As one of the largest super-saline lakes in the world, Lake Urmia in northwestern Iran has been facing severe drying in recent years. Drought and rapid expansion of agricultural activities are considered to be the main driving factors for the shrinking of the lake. To address this problem, an analysis of the spatiotemporal dynamics of land use/land cover (LULC) is important. This research implemented a multi-source satellite image analysis through support vector machine (SVM) for mapping LULC distributions for the years 2000, 2010, and 2020. Cellular automata (CA)–Markov was prepared for modeling the future landscape changes for 2030 and 2040. In the last step, the water requirement of agriculture in the catchment area of the Urmia Lake was simulated through the NETWAT model.
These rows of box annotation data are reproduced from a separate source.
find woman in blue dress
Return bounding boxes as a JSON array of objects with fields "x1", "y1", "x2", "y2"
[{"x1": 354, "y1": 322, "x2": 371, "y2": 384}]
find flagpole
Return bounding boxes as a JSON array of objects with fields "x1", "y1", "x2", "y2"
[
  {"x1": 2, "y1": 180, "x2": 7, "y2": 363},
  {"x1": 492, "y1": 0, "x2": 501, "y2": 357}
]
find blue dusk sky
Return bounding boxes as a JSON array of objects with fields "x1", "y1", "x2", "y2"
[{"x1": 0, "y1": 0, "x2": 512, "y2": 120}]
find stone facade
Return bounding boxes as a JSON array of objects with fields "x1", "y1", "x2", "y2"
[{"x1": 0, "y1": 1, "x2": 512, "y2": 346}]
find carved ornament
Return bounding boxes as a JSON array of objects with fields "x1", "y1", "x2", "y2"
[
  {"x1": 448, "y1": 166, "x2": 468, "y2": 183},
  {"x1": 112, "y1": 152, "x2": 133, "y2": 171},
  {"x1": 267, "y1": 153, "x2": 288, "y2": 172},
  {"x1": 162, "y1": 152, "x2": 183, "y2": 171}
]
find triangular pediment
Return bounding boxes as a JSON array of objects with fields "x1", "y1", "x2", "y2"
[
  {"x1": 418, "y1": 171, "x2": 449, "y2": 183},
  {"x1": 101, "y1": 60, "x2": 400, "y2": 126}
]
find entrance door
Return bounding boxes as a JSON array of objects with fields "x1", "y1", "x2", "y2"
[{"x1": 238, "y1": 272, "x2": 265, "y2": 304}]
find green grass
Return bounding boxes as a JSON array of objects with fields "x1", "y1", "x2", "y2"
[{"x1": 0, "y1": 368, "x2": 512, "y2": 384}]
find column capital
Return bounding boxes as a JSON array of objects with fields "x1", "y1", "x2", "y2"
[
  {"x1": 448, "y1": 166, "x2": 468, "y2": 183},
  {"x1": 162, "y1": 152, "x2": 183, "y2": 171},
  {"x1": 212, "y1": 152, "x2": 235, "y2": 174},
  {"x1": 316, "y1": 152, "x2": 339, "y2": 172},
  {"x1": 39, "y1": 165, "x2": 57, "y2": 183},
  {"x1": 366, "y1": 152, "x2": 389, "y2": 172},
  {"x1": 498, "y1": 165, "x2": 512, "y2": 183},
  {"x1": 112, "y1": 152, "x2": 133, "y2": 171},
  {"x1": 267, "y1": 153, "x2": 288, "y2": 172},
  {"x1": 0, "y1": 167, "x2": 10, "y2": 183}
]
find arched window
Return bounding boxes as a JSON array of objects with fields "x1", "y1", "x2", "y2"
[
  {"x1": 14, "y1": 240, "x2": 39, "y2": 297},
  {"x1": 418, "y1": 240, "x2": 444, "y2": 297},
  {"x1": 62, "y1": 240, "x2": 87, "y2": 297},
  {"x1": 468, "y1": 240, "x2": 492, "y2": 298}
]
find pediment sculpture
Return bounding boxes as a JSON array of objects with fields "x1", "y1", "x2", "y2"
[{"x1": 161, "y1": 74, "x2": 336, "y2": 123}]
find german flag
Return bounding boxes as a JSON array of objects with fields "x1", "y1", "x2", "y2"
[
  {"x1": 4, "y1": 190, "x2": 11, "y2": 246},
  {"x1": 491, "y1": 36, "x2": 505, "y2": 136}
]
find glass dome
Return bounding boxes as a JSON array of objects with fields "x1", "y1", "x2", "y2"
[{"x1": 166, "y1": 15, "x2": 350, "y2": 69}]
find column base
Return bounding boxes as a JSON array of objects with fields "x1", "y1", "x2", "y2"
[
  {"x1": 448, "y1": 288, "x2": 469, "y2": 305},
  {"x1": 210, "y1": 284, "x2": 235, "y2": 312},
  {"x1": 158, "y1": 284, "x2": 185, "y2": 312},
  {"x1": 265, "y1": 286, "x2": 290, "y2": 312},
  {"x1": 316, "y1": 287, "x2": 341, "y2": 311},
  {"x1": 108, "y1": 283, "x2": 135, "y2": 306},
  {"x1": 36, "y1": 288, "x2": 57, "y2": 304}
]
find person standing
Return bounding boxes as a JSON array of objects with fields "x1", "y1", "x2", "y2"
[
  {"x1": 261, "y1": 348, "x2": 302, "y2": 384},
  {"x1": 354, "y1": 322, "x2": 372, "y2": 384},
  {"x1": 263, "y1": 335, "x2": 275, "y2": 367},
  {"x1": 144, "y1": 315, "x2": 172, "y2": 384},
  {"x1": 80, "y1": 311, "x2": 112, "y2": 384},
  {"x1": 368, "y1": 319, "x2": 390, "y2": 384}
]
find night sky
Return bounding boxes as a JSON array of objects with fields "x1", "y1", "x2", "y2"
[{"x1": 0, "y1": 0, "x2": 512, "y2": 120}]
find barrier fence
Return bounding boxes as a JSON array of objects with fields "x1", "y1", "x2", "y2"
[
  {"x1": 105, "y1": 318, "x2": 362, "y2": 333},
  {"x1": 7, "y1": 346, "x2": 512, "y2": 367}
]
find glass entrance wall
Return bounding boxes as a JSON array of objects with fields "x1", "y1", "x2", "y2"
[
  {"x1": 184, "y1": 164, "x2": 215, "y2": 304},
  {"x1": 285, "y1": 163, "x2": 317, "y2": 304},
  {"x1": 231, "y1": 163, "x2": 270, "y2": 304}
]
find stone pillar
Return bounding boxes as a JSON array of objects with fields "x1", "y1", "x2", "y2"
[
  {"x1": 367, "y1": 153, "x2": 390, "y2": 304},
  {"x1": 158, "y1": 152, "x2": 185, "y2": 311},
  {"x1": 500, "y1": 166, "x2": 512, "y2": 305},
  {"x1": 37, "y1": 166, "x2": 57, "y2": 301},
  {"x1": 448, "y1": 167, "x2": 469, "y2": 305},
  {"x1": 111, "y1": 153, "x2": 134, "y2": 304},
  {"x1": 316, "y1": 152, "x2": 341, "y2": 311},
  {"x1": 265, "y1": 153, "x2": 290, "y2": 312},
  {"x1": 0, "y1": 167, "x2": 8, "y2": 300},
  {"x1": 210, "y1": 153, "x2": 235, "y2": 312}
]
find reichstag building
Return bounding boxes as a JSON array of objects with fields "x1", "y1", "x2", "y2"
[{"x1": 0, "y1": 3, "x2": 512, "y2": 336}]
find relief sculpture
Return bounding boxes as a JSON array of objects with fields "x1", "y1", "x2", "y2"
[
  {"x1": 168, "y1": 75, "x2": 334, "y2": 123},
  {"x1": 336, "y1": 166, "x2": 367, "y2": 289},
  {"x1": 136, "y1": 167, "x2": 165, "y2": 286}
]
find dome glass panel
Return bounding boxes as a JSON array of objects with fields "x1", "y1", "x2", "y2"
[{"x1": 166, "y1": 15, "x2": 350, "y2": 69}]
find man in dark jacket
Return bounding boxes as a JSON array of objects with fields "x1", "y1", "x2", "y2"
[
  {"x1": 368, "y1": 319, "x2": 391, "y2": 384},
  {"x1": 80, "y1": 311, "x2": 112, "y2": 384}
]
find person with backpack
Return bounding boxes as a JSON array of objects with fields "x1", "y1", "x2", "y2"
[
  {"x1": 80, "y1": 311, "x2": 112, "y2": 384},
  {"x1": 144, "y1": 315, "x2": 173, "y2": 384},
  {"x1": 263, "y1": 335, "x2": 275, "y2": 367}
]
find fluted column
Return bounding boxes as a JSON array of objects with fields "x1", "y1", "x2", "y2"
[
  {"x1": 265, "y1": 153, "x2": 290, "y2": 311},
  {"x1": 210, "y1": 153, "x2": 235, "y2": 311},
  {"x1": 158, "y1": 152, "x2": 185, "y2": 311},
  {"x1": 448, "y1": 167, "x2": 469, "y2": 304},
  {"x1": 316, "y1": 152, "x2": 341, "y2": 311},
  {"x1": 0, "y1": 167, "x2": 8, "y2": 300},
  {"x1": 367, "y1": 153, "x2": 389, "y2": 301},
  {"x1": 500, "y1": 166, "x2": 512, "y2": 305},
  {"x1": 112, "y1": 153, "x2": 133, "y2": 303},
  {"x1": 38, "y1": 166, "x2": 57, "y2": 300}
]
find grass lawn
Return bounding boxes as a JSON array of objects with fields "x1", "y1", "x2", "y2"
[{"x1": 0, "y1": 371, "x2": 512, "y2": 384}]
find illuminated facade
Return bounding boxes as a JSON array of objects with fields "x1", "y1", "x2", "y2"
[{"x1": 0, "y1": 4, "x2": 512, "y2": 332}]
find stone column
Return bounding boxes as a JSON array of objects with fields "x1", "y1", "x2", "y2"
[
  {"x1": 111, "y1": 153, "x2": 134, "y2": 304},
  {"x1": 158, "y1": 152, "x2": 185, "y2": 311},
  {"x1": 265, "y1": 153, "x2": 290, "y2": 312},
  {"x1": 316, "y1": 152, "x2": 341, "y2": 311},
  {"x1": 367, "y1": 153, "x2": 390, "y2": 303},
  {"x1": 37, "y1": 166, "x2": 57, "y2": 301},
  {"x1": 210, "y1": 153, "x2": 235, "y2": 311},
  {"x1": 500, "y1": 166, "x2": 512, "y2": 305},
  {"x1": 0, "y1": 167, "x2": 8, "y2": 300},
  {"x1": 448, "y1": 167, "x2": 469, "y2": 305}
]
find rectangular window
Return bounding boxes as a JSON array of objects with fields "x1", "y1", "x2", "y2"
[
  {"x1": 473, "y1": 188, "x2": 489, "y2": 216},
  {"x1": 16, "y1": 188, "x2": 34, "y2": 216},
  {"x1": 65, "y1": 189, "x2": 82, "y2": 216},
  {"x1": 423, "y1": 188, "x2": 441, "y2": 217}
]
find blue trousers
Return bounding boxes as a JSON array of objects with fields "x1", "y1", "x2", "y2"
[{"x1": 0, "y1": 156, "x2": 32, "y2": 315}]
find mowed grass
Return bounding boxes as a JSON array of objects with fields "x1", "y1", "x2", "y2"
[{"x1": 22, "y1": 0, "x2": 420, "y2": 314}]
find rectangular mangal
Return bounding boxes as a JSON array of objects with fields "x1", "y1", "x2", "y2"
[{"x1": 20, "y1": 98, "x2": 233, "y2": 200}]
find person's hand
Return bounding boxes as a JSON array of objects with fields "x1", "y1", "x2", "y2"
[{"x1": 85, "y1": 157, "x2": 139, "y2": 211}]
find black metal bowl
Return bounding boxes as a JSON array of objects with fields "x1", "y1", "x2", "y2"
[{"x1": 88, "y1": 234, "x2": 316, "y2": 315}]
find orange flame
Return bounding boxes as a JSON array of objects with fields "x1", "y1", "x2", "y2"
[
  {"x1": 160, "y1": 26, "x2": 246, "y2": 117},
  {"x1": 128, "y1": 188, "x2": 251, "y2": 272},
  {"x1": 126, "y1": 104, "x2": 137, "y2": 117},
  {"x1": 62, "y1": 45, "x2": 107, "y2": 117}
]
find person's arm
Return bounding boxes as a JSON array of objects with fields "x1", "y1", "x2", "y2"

Through the employed future LULC modeling, it was found that the areas covered by irrigated agriculture and gardens will grow from 1,450 and 395 km2 to 3,600 and 1,650 km2 in 2040, respectively, as deduced from the changes that occurred from 2000 to 2020. This will increase the water requirement of agriculture from 1,500 billion cubic meters in 2000 to more than 4,100 billion cubic meters in 2040.
LULC modeling is implemented through CA–Markov model to predict future LULC for 2030 and 2040.
The NETWAT model was used to simulate the water requirement of agriculture.
A significant increase in the areas covered by agriculture activities were identified.
A 200% increase in water requirement of agriculture was observed in the period of 40 years (2000–2040).